Bitfighter can be run in Dedicated Server mode, which creates a background process that provides a game server others can play on.
To start a dedicated server, run Bitfighter with the -dedicated option. You can do this from a cmd (Windows) or shell window (Mac/Linux), or by creating a shortcut (Windows) specifying that bitfighter.exe be run with the -dedicated option.
When running in dedicated mode, the program window will disappear, and the server will continue to run. The server has been designed to have low resource consumption when no players. The game will also make a sound indicating that a player has joined or left the game. Therefore, it is possible for you to run a server unobtrusively in the background, and be alerted when a player joins the game so you start playing too.
You can easily join a game on a local dedicated server by running a second Bitfighter instance, and choosing the Join Game option from the main menu.
Note that the volume of the alerts can be controlled, or disabled altogether, in the bitfighter.ini file. You'll need to restart your dedicated server for the new settings to take effect.

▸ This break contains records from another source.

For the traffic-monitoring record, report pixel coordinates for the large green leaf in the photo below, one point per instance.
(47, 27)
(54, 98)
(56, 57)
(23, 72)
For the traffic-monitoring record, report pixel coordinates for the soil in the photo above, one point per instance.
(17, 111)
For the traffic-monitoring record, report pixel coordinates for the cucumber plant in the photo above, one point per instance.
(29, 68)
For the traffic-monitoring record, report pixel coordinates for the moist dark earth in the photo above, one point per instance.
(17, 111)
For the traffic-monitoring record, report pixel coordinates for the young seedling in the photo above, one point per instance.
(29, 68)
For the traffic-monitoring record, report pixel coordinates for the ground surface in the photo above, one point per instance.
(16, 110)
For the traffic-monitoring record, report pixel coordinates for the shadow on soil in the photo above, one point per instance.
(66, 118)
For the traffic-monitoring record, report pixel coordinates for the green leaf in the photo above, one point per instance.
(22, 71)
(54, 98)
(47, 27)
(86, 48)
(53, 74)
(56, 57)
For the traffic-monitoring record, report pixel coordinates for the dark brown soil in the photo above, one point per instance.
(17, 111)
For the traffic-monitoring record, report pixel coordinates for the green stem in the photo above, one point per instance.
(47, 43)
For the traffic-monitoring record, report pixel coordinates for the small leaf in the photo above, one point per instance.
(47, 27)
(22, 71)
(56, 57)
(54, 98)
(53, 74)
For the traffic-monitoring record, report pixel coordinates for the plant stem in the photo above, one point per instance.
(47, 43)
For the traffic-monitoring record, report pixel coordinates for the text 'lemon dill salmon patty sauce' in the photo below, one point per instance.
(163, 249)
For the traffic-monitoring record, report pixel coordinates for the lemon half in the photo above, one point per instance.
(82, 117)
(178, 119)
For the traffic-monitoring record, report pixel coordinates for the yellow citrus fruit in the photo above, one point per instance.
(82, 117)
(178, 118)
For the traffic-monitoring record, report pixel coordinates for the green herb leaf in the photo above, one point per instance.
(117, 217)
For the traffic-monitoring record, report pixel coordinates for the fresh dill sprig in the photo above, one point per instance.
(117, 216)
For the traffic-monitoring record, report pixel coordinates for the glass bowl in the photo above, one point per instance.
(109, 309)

Hosting a Dedicated Server on a Mac
For a detailed walkthrough of setting up your own Mac OS X dedicated server, please go to Hosting a Dedicated Server on a Mac.
Levels can be specified in several ways. When you run Bitfighter out-of-the-box, it will attempt to load all levels in the levels folder contained in your Bitfighter data folder, which is installed in different locations on different platforms. You can add additional levels to this folder if you wish, and they will automatically be loaded the next time you restart the game.
There are several command line parameters and INI settings that can change this behavior. You can specify an alternate level folder in your INI file with the LevelDir entry. This can point to any folder on your machine, either as an absolute path, or a path relative to the Bitfighter install folder.
You can also specify a folder on the command line using the -leveldir parameter. Bitfighter will first look to see if you specified a folder that exists on your machine. If it cannot find that folder, it assumes you are specifying a subdirectory under the levels directory in your game install folder (or an alternate location specified in the INI). Using this parameter, you could maintain several collections of levels in subfolders under your main levels directory, then select different collections at runtime with the -leveldir parameter.
If you wish to specify specific levels in your level folder (rather than loading them all), you can do so with the -levels parameter. Note that the .level suffix is optional here.
See Command line parameters for detailed syntax and more details about how the level folder is resolved.